Nicholas Wolf and Vicky Steeves, NYU Data Services
Vicky's ORCID: 0000-0003-4298-168X | Nick's ORCID: 0000-0001-5512-6151
This work is licensed under a Creative Commons Attribution-NonCommercial 4.0 International License.
Overview
This session is an intermediate level class that will examine ways to perform data cleaning, transformation, and management using Python. We will look at some helpful ways to load data and parse it into a container for ease of use in Python, to store it in helpful formats, and to perform some basic cleaning and transformations typical for mixed string-and-numeric formats. Finally, we'll try putting it all together using a dataset form the NYC Open Data portal.
Setup
Let's think about helpful project organizational structures from the start. We can borrow a helpful folder structure used by Ben Marwick in his rrtools R package. There are iterations of this idea in a lot of places, but the basic idea is to separate your starting data from your transformed/cleaned data, and all of this input data from your subsequent analysis, documentation, and outputs. We'll modify his tree directory slightly:
analysis/ | ├── paper/ # Working paper for publication │ │ ├── figures/ # location of the figures produced by your analysis | ├── data/ | ├── data_scripts/ # scripts used to transform and clean raw data │ ├── raw_data/ # data obtained by you or from elsewhere | └── cleaned_data/ # migrated format versions of raw data, with syntax corrections and integrity checks | └── docs # documentation files for methods, parameters, data dictionaries, etc.

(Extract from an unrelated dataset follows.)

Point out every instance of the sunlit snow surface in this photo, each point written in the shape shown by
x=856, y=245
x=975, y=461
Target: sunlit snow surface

Download the zipped folder package available at goo.gl/SJUrcJ and place it on your desktop. Uncompress the files. We'll be working with the Jupyter Notebook located at /analysis/data/data_scripts/python-cleaning-session-full.ipynb. Alternately, you can clone the course materials using
git clone https://github.com/NYU-DataServices/python-cleaning.git
You can also find this notebook (in non-executable form) at https://nyu-dataservices.github.io/python-cleaning/
You are welcome to deploy this Jupyter Notebook in the Jupyter environment of your choice (departmental hub, local instance). You can also use it on our JupyterHub instance here: https://tutorials-1.rcnyu.org
1. CSV and Dataframes
Not surprisingly, a very common and helpful way to store data is in CSV format. Most applications have some way of working with delimited files, and while not 100% standardized, CSVs provide a stable means of sharing and storing dat of all types.

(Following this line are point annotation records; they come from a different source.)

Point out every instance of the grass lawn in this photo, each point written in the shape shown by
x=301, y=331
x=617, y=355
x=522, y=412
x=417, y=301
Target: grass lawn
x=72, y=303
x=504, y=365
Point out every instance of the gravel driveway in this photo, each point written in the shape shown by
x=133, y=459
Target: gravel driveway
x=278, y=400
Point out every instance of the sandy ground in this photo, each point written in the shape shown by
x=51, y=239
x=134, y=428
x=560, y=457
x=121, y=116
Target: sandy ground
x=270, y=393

Python offers a CSV module, but it can be a wordy way to input and output data into your workflow. Since analysis is also often eased by using a more complex data container such as a dataframe, let's rely on the Pandas module to do the heavy lifting of importing (and later exporting) CSVs.
Here, we load up a CSV storing NYC water consumption data from the NYC Open Data portal.
import pandas as pd
import os
## Set a working directory for our /data parent directory
## Mac
directory = r'../raw_data'
## Windows
#directory = r'..\data\raw_data\\'
# Load a CSV into a data frame for Mac. For windows, substitute left-slashes
df = pd.read_csv(os.path.join(directory,
'water-consumption-nyc.csv'), header=0,
sep=',', parse_dates=False, encoding='utf-8')
df.head(10)
2. JSON
Python's json module is compact and easy to use. Once loaded, the JSON object is treated as a full-fledged JSON dictionary. Let's load the same data on water consumption stored as a JSON file. You can preview the NYC JSON structure here: https://data.cityofnewyork.us/api/views/ia2d-e54m/rows.json?accessType=DOWNLOAD
import json
water_dictionary = json.loads(open(os.path.join(directory,
'water-consumption-nyc.json'), encoding='utf-8').read())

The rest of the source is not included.